Autocorrelation refers to the degree of correlation between the values of the same variables across different observations in the data.  The concept of autocorrelation is most often discussed in the context of time series data in which observations occur at different points in time (e.g., air temperature measured on different days of the month).  For example, one might expect the air temperature on the 1st day of the month to be more similar to the temperature on the 2nd day compared to the 31st day.  If the temperature values that occurred closer together in time are, in fact, more similar than the temperature values that occurred farther apart in time, the data would be autocorrelated.

However, autocorrelation can also occur in cross-sectional data when the observations are related in some other way.  In a survey, for instance, one might expect people from nearby geographic locations to provide more similar answers to each other than people who are more geographically distant.  Similarly, students from the same class might perform more similarly to each other than students from different classes.  Thus, autocorrelation can occur if observations are dependent in aspects other than time.  Autocorrelation can cause problems in conventional analyses (such as ordinary least squares regression) that assume independence of observations.

In a regression analysis, autocorrelation of the regression residuals can also occur if the model is incorrectly specified.  For example, if you are attempting to model a simple linear relationship but the observed relationship is non-linear (i.e., it follows a curved or U-shaped function), then the residuals will be autocorrelated.

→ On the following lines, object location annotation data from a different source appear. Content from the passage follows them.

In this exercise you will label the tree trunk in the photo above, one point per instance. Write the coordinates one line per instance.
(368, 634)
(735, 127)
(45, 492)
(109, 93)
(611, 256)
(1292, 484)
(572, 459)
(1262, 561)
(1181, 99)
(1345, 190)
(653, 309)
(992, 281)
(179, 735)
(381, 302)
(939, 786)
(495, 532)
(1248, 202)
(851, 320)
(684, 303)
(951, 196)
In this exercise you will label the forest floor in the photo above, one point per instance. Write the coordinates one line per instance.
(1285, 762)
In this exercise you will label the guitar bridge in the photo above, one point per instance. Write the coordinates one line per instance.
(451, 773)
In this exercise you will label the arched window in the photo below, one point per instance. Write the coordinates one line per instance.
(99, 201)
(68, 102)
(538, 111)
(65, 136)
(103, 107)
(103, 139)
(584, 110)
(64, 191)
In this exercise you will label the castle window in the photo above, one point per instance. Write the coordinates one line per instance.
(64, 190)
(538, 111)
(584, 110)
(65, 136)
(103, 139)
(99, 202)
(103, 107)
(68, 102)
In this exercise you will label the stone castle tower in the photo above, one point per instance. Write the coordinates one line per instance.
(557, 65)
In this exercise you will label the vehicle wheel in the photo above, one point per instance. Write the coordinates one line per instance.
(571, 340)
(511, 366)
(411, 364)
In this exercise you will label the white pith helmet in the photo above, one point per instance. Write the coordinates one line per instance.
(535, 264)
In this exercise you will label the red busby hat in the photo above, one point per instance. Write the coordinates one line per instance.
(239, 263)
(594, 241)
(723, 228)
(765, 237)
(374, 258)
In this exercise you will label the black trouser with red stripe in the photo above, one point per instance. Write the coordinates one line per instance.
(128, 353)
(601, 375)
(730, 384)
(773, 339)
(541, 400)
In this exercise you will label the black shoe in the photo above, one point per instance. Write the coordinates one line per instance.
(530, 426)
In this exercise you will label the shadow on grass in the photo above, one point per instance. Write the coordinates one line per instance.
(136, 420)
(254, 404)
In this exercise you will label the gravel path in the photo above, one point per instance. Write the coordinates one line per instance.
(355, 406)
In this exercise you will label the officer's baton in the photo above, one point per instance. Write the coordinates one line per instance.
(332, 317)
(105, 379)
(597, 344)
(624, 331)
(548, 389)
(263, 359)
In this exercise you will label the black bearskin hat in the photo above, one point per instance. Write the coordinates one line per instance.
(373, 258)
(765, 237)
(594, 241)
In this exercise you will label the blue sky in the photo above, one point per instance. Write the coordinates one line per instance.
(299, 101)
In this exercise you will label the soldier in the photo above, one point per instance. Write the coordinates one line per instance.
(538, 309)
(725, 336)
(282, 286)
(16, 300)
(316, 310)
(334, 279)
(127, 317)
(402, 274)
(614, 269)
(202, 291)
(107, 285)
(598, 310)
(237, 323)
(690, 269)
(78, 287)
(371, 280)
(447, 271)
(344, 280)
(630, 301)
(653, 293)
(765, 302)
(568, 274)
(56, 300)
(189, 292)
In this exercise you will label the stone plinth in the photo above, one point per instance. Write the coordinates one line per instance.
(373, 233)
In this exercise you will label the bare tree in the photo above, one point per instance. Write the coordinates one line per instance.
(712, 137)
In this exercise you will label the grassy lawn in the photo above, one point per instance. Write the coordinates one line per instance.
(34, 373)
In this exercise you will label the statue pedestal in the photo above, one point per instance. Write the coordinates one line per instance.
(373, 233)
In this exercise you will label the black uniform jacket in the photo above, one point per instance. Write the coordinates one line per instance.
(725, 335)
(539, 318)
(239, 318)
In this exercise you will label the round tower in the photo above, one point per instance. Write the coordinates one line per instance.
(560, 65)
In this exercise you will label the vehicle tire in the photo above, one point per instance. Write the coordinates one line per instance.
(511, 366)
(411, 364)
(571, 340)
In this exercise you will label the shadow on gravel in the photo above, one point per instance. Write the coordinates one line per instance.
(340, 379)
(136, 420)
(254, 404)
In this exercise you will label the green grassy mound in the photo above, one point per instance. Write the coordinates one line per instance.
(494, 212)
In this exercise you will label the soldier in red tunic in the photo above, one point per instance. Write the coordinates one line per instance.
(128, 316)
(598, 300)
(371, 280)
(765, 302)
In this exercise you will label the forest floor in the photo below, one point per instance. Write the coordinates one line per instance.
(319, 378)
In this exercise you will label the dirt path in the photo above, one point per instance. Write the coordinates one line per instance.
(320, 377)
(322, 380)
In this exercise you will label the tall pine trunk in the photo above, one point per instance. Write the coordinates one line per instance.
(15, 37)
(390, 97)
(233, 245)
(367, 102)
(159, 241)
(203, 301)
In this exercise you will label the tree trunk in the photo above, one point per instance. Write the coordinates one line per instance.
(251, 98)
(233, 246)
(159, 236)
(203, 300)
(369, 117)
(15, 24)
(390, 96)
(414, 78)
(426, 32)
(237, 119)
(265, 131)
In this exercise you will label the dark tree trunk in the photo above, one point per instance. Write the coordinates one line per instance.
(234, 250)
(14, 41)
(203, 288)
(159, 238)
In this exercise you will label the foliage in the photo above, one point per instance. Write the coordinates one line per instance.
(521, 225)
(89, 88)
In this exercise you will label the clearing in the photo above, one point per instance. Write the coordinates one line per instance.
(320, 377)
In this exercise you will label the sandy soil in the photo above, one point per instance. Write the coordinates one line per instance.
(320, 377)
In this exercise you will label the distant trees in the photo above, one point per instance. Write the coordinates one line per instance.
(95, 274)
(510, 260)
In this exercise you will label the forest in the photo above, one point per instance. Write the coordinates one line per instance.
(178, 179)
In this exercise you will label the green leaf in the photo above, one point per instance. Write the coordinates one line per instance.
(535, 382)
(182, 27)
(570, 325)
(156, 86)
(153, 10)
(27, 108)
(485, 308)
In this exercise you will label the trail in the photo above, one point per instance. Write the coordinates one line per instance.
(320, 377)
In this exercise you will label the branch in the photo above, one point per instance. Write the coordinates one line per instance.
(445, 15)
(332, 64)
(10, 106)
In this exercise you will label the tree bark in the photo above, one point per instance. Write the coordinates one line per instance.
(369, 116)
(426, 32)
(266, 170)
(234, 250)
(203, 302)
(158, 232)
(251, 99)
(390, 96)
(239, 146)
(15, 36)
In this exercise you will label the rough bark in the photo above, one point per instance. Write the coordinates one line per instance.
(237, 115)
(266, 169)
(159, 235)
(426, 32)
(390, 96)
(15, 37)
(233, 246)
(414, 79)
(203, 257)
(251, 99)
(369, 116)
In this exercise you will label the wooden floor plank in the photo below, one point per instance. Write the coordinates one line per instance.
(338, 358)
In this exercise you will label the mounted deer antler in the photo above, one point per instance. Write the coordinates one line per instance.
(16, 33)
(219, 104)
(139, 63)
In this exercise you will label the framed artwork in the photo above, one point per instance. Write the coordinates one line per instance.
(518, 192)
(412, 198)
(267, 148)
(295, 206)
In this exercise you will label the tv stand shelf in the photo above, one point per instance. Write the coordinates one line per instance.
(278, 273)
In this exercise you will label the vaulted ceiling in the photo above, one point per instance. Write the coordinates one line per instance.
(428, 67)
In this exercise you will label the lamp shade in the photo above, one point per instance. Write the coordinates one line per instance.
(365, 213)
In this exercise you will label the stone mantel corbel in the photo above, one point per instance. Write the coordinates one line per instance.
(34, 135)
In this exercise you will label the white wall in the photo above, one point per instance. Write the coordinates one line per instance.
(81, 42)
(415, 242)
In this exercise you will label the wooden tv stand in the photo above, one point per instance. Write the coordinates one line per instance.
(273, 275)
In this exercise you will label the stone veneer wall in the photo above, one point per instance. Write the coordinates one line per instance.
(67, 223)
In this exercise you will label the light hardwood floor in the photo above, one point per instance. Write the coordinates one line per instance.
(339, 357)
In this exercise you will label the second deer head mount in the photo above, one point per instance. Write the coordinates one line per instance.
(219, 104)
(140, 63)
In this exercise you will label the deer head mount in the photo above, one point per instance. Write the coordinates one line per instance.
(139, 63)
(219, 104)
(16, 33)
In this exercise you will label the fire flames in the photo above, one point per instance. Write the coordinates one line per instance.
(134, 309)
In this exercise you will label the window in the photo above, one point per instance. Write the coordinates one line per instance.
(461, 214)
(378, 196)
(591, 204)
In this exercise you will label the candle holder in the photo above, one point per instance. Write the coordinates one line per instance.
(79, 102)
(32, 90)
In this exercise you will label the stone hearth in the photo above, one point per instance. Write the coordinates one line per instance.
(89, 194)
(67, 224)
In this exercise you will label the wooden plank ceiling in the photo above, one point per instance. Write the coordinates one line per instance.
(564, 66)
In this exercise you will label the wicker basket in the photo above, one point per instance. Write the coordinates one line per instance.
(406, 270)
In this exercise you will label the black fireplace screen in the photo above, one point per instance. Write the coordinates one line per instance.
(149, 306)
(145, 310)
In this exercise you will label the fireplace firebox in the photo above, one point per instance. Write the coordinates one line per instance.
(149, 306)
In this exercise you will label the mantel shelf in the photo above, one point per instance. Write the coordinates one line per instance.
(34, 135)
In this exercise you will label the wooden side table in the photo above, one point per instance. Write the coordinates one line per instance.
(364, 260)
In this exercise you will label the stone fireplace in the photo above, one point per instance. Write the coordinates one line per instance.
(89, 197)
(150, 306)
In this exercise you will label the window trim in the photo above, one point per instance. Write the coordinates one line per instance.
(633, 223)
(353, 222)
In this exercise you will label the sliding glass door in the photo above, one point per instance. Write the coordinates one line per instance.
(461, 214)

How to Detect Autocorrelation

A common method of testing for autocorrelation is the Durbin-Watson test.  Statistical software such as SPSS may include the option of running the Durbin-Watson test when conducting a regression analysis.  The Durbin-Watson tests produces a test statistic that ranges from 0 to 4.  Values close to 2 (the middle of the range) suggest less autocorrelation, and values closer to 0 or 4 indicate greater positive or negative autocorrelation respectively.